As shown in Figure 7, enabling caching at the NDN Cloudlet has a very large impact on the network traffic travelling on the backhaul network between the HyDRA Gateway RF node, and the NDN-CDN server. This observation supports our first objective whose goal was to determine if the network load and the load experienced by the NDN-CDN serving the primary content requests could be reduced by enabling NDN Caching.
Finally, the validation of the D-Controller element is a little harder to illustrate in a report. However, by interacting with HyDRA-As-a-Service SDR slicing technology to get available slice information, and monitoring NDN interests received by the NDN-CDN server, the THNP D-Controller element is able perform reconfigurable on-the-fly central frequency, and bandwidth decisions in the 5G wireless domain supporting our second objective.
Conclusions and Discussions
Based on the conclusions derived from experimentation performed, all three objectives as stated within the context of this project have been met.
First, according to the results, NDN cloudlets have indeed been shown to be able to reduce the amount of network traffic at the backhaul of the network infrastructure by caching content closer to the end-users. In addition to this, NDN cloudlets are also able to reduce the content delivery times experienced by end-users when a number of interruptions at the backhaul of the network infrastructure occurs. However, the benefit of utilising NDN cloudlets has been shown to be negligible when the link between the end-users and the NDN cloudlet is much slower than the link between the NDN cloudlet and the NDN-CDN server (12.7 Mbits/sec (LTE) and 16.8 Gbits/sec (WINS_5G physical network)). Second, determining the number of active tourist users by exploiting HyDRA’s management capabilities, D-Controller is able to perform reconfigurable “on-the-fly” allocation of the frequency and bandwidth parameters within 5G wireless domains. Third, applications that utilise the NDN communication model are able to overcome any interruptions and/or packet loss occurring over the OFDM radio access technology without a PHY or Link layer protocols to support packet loss and recovery or error correction. This is achieved by simply retransmitting content requests (i.e., NDN Interests) for the lost and/or corrupted data.

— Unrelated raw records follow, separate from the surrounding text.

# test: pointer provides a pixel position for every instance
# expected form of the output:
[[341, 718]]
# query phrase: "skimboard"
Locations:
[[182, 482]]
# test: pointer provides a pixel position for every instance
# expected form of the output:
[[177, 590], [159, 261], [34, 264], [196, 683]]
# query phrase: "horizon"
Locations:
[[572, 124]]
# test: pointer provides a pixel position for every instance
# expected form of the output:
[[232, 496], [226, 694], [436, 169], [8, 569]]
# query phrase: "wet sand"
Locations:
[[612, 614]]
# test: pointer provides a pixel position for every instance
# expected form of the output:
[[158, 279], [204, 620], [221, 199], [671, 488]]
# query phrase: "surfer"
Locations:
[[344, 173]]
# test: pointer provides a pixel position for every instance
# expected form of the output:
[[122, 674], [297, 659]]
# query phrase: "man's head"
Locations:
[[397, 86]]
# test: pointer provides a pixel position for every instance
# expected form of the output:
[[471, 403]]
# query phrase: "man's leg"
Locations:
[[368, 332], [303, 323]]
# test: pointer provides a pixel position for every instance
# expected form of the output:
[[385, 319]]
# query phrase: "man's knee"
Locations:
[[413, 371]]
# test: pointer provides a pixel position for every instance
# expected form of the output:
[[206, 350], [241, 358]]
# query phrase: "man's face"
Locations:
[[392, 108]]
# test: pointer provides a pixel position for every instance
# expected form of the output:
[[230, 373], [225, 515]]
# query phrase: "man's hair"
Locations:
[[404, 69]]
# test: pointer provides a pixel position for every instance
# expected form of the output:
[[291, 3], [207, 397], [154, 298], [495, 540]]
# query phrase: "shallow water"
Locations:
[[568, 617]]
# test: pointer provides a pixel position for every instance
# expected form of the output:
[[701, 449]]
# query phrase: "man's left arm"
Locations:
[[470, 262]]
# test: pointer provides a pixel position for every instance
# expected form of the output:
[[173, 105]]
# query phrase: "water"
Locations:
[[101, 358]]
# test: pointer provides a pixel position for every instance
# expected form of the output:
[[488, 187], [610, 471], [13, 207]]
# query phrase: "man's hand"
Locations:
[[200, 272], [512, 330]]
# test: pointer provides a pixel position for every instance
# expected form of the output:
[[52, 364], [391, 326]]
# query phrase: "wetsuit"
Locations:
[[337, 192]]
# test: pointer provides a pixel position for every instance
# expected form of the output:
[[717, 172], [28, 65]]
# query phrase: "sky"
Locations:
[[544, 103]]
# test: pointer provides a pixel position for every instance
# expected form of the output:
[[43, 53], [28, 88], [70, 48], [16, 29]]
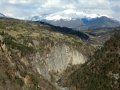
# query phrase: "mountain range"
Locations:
[[76, 19], [2, 15]]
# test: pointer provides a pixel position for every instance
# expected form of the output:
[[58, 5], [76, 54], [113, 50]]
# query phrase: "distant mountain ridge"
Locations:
[[2, 15], [76, 19]]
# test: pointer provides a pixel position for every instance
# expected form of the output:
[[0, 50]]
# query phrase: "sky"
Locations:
[[26, 8]]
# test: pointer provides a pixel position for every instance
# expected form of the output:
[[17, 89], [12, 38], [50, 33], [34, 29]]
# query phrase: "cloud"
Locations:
[[27, 8]]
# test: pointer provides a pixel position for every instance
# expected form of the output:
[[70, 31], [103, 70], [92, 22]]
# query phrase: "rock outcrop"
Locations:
[[58, 59]]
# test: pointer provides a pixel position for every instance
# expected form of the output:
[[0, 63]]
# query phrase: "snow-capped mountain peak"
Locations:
[[2, 15], [69, 14]]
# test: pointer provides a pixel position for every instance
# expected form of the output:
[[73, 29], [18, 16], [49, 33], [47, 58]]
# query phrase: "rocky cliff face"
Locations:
[[57, 60]]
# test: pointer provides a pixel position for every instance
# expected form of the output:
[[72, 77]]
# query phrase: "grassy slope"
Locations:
[[102, 72]]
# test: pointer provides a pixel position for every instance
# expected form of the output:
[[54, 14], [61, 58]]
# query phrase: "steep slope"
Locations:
[[2, 15], [38, 53], [76, 19], [102, 71]]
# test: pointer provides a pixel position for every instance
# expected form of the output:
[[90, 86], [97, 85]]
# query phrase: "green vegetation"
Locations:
[[19, 81], [102, 71]]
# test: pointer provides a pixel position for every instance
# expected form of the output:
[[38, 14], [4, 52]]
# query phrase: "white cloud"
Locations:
[[27, 8]]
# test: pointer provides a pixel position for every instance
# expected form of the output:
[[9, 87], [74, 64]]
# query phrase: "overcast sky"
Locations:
[[27, 8]]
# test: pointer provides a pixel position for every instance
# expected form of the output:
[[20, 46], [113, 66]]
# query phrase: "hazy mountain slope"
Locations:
[[76, 19], [2, 15], [102, 22], [102, 71], [38, 53]]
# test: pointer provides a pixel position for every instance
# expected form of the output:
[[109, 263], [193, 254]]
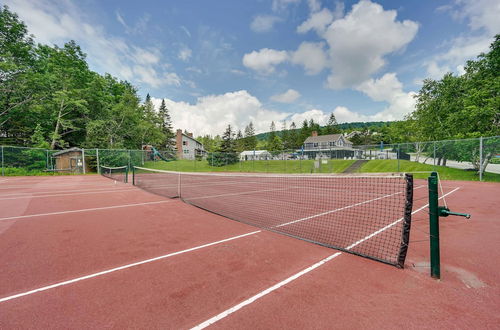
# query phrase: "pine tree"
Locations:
[[250, 138], [293, 136], [332, 126], [228, 144], [272, 133], [166, 125], [240, 142]]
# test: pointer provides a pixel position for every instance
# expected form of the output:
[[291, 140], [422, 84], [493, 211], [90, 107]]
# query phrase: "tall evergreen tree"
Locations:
[[250, 138], [228, 144], [166, 125], [331, 126]]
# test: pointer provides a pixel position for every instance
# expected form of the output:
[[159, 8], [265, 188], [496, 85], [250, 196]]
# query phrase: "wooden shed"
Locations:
[[70, 160]]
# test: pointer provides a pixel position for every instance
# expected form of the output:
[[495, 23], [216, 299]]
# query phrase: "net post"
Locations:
[[405, 235], [98, 165], [434, 225], [83, 160], [481, 158], [3, 170]]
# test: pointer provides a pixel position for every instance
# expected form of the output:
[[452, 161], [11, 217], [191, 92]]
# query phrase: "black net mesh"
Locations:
[[363, 215]]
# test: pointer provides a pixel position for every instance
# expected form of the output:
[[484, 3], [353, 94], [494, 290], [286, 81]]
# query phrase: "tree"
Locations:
[[331, 126], [250, 139], [293, 136], [166, 126], [240, 142], [228, 144]]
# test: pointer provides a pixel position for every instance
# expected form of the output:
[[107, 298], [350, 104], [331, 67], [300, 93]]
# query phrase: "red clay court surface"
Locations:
[[85, 252]]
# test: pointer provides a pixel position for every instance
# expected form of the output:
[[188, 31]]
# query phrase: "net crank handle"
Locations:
[[443, 211]]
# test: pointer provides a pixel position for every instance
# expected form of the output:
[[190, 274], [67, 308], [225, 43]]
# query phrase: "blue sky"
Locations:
[[231, 62]]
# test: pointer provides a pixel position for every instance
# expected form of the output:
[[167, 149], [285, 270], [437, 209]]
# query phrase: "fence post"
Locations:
[[98, 163], [83, 160], [481, 158], [434, 225], [3, 171]]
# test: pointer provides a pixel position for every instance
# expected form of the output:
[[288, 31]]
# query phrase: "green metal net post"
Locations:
[[434, 225], [3, 171]]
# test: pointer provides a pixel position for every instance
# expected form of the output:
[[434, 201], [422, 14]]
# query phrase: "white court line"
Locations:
[[52, 286], [261, 294], [82, 210], [55, 184], [127, 266], [117, 188], [71, 194]]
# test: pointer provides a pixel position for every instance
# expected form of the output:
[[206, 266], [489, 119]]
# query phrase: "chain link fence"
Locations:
[[467, 158]]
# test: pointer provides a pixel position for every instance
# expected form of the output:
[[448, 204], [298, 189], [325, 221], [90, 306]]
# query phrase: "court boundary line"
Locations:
[[121, 267], [82, 210], [263, 293], [104, 272], [71, 194]]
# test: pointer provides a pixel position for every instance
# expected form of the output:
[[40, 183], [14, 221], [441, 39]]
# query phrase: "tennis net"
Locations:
[[116, 173], [365, 215]]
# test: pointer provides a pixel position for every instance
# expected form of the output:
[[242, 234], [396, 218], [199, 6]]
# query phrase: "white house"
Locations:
[[187, 147], [255, 155]]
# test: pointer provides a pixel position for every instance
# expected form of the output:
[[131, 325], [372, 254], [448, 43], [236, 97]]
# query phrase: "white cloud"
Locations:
[[319, 116], [389, 89], [279, 5], [184, 54], [264, 60], [57, 22], [264, 23], [312, 56], [211, 114], [318, 21], [360, 40], [289, 96], [482, 17]]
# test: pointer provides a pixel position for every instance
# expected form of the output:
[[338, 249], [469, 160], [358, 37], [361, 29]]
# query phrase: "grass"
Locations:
[[332, 166], [19, 171], [261, 166], [445, 173]]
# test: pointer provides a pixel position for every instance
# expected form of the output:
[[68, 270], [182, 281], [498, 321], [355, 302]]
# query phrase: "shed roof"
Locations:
[[66, 151]]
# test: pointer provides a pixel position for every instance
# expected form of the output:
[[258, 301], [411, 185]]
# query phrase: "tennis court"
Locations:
[[90, 252]]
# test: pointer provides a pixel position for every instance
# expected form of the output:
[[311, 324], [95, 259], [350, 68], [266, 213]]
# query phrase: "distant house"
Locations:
[[187, 147], [326, 142], [331, 146], [255, 155]]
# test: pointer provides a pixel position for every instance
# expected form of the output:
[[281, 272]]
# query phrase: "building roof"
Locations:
[[254, 152], [324, 138], [66, 151]]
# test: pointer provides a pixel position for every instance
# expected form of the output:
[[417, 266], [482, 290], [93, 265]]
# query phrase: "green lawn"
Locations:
[[262, 166], [445, 173]]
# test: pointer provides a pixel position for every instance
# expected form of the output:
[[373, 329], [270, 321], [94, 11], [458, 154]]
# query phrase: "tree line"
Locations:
[[50, 98]]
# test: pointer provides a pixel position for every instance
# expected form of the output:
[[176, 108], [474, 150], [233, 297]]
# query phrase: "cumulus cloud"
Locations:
[[211, 114], [482, 19], [279, 5], [389, 89], [56, 22], [318, 21], [264, 23], [311, 56], [289, 96], [184, 54], [359, 41], [264, 60]]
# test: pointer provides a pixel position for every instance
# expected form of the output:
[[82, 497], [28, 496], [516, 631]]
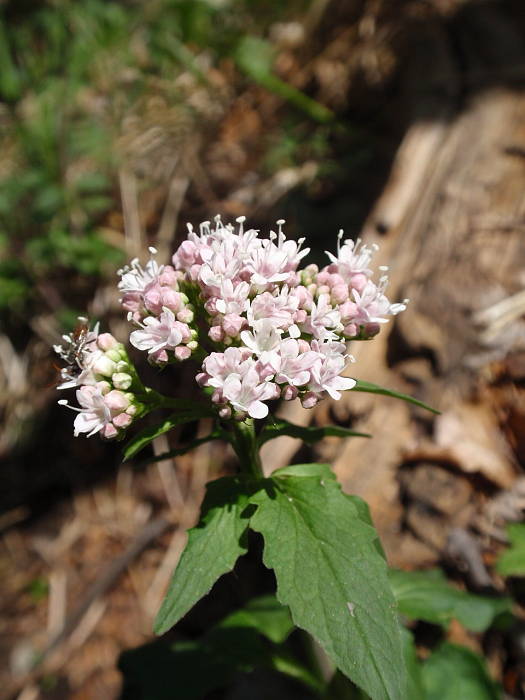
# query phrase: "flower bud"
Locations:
[[168, 276], [182, 352], [106, 341], [185, 315], [109, 431], [122, 420], [116, 401], [358, 281], [216, 334], [104, 366], [289, 392], [309, 399], [122, 381], [114, 354]]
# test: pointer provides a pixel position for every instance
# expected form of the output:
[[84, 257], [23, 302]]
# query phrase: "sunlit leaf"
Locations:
[[370, 388], [308, 434], [332, 576], [212, 549], [426, 595]]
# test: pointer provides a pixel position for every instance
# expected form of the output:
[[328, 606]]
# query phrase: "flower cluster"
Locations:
[[267, 329], [163, 314], [99, 366]]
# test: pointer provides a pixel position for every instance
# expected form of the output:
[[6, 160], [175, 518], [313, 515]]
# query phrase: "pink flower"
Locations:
[[163, 333], [324, 320], [325, 372], [247, 393], [295, 365], [219, 365]]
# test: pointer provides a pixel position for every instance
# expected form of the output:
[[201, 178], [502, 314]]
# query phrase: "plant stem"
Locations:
[[244, 443]]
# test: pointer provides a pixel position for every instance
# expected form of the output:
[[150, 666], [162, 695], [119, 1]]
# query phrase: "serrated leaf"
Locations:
[[512, 561], [456, 673], [331, 575], [308, 434], [212, 549], [264, 614], [370, 388], [426, 595], [144, 437]]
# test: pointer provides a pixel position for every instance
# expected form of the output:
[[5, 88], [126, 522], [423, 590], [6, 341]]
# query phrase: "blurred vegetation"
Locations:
[[69, 74]]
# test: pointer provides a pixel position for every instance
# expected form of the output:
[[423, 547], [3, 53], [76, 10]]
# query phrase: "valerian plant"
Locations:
[[261, 328]]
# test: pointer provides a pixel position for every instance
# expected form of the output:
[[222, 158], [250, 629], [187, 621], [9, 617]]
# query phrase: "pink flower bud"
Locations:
[[171, 299], [340, 293], [358, 282], [289, 393], [300, 316], [159, 357], [232, 324], [122, 420], [109, 431], [185, 315], [153, 297], [351, 330], [216, 334], [309, 400], [104, 366], [116, 401], [371, 329], [202, 378], [182, 352], [210, 306], [131, 301], [348, 310], [103, 387], [121, 380], [168, 277], [106, 341]]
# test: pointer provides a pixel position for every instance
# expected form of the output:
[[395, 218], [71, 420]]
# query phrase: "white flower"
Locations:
[[324, 320], [219, 365], [373, 305], [247, 393], [94, 415], [163, 333], [326, 371], [295, 366], [135, 278], [352, 257], [232, 299], [264, 342]]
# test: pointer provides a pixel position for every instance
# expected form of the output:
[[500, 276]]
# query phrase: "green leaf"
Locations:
[[415, 689], [214, 435], [331, 575], [456, 673], [139, 441], [213, 548], [370, 388], [264, 614], [426, 595], [512, 561], [308, 434]]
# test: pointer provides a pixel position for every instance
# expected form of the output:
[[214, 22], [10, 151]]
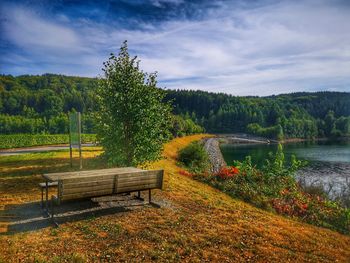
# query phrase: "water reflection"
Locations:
[[328, 163]]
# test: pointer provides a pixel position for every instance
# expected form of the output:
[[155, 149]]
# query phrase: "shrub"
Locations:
[[194, 157], [27, 140], [275, 188]]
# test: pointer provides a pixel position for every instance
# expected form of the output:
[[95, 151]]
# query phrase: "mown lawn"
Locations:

The conclusions derived during the life of the project will allow THNP to establish guidelines for the future development of the application as well as additional solutions using the NDN architecture. Furthermore, there is quite a significant amount of future work that can be carried out based on these initial experiments, including: (1) Increase HyDRA slice bandwidth to 1MHz+ and use different OFDM digital modulation processes to transmit and receive NDN video content, (2) Extend the D-Controller element to support reliable link and application QoS in mobile HyDRA slices, (3) Optimise the NDN content delivery across HyDRA slices and compare against LTE.